Poems » jane taylor » ray

RAY
How many guys are sitting at their kitchen tables
    right now, one-thirty in the morning, this same
time, eating a piece of pie? - that's what I
    wondered.  A big piece of pie, because I'd just
finished reading Ray's last book.  Not good pie,
    not like my mother or my wife could've
made, but an ordinary pie I'd just bought, being
    alone, at the Tops Market two hours ago.  And how
many had water in their eyes?  Because of Ray's
    book, and especially those last poems written
after he knew: the one about the doctor telling
    him, the one where he and Tess go down to
Reno to get married before it happens and shoot
    some craps on the dark baize tables, the one
called "After-Glow" about the little light in the
    sky after the sun sets.  I can just hear him,
if he were still here and this were somebody
    else's book, saying, "Jesus," saying, "This
is the saddest son of a bitch of a book I've
    read in a long time," saying "A real long time."

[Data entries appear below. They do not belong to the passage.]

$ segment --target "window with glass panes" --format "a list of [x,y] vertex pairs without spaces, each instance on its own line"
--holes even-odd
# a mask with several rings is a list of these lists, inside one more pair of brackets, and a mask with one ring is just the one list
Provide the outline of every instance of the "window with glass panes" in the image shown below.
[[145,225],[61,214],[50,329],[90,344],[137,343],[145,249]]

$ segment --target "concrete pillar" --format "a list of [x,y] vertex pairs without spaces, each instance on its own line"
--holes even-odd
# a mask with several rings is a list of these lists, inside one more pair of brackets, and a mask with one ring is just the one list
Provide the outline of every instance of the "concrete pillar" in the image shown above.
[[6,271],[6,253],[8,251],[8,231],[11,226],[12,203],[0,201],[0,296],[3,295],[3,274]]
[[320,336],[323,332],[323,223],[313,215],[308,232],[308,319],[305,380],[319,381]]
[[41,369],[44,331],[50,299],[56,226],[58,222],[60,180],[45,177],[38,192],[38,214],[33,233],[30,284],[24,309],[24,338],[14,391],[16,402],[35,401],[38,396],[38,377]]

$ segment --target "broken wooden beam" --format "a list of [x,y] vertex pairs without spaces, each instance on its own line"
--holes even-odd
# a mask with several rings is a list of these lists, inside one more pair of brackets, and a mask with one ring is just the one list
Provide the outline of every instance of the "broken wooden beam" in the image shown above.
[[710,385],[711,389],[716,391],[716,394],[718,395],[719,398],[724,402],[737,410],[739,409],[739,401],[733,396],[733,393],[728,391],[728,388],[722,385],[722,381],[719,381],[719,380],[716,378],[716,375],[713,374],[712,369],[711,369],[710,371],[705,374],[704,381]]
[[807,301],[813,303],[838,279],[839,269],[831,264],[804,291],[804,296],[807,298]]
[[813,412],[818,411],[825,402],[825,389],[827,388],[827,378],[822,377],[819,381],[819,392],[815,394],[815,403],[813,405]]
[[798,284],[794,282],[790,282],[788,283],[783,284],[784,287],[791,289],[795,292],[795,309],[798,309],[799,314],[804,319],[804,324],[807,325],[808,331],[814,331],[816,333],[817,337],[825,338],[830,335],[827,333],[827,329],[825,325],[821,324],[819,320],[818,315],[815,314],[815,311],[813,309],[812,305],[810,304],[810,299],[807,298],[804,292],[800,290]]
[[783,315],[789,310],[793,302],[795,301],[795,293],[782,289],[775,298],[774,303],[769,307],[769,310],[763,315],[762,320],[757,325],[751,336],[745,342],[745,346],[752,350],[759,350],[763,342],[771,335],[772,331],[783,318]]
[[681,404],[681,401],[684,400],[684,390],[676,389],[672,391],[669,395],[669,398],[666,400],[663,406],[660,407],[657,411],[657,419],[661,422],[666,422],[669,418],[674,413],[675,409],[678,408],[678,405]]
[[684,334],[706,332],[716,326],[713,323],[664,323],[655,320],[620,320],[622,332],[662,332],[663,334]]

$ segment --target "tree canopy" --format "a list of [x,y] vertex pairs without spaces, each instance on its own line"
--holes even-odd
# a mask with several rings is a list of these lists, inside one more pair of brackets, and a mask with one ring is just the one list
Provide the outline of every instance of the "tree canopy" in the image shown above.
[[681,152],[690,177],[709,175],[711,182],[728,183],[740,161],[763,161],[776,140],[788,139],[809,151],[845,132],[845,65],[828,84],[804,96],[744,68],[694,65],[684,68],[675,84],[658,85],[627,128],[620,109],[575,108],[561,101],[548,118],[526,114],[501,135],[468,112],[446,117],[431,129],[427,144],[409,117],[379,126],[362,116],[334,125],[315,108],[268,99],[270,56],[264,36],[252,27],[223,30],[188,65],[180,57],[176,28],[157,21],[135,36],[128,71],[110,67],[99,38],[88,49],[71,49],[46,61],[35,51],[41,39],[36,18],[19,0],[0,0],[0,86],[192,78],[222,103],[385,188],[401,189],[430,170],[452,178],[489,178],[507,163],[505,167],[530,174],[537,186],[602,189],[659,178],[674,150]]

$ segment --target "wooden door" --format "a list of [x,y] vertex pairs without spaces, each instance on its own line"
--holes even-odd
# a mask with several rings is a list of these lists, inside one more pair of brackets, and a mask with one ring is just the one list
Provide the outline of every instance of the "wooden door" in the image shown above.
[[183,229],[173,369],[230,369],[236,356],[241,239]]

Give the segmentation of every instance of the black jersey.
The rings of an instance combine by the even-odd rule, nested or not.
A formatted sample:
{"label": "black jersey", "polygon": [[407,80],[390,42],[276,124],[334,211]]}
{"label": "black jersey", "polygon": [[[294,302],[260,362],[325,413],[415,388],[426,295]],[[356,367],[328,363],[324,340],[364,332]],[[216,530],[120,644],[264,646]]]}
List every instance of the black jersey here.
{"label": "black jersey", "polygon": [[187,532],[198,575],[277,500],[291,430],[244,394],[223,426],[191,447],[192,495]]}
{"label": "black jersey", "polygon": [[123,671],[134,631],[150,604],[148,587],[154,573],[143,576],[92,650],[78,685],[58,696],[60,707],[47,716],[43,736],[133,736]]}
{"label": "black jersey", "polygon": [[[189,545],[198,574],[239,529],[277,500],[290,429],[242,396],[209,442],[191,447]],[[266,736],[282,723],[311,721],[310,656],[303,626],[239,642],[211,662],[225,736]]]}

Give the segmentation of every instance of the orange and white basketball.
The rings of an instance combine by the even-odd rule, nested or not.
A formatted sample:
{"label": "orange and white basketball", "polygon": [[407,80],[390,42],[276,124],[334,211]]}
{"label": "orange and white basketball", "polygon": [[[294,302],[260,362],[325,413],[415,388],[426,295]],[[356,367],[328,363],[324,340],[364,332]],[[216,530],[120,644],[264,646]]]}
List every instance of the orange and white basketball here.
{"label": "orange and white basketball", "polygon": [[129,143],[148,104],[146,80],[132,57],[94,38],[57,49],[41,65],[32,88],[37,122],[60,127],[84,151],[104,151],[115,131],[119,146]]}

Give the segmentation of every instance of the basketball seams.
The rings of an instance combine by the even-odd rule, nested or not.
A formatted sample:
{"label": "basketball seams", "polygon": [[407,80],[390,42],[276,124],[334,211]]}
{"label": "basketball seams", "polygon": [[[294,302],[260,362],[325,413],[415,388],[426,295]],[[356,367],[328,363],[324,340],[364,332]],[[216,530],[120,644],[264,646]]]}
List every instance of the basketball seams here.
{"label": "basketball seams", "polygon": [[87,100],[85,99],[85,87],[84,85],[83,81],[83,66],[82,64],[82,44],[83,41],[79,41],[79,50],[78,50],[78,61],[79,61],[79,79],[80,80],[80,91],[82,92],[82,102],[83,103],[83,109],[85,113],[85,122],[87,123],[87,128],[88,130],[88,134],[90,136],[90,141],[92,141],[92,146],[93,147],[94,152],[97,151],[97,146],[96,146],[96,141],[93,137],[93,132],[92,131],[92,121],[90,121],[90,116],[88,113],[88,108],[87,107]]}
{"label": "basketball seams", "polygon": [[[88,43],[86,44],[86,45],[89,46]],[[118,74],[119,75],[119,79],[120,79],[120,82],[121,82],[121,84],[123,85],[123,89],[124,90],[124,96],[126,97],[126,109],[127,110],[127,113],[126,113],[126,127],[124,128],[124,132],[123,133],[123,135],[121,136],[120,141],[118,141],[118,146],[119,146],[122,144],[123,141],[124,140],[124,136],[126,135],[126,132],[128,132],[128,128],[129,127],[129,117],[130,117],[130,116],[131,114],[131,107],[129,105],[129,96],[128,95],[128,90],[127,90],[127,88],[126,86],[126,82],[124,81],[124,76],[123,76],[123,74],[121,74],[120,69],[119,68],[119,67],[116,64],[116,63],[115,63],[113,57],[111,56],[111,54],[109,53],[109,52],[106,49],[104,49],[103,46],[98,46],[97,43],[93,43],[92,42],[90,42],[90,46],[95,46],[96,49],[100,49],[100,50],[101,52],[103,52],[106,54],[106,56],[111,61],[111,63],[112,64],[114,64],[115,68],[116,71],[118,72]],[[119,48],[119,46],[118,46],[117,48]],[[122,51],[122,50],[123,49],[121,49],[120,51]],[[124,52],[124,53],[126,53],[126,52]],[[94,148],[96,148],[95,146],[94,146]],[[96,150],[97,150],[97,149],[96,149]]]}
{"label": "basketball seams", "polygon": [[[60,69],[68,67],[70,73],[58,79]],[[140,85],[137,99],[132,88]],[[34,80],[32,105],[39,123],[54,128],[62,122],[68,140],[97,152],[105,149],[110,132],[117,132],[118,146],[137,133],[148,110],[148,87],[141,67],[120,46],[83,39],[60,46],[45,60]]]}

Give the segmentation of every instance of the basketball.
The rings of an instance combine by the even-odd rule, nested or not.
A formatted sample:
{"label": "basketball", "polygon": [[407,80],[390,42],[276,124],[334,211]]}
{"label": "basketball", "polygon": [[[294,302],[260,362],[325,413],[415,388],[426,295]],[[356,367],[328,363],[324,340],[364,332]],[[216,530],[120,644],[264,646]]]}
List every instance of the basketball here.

And the thing is, he knew we'd be saying this
    about his book, he could just hear us saying it,
and in some part of him he was glad!  He
    really was.  What crazies we writers are,
our heads full of language like buckets of minnows
    standing on the moonlight on a dock.  Ray
was a good writer, a wonderful writer, and his
    poems are good, most of them, and they made me
cry, there at my kitchen table with my head down,
    me, a sixty-seven-year-old galoot, an old fool
because all old men are fools, they have to be,
    shoveling big jagged chunks of that ordinary pie
into my mouth, and the water falling from my eyes
    onto that pie, the plate, my hand, little speckles
shining into the light, brightening the colors, and I
    ate that goddamn pie, and it tasted good to me.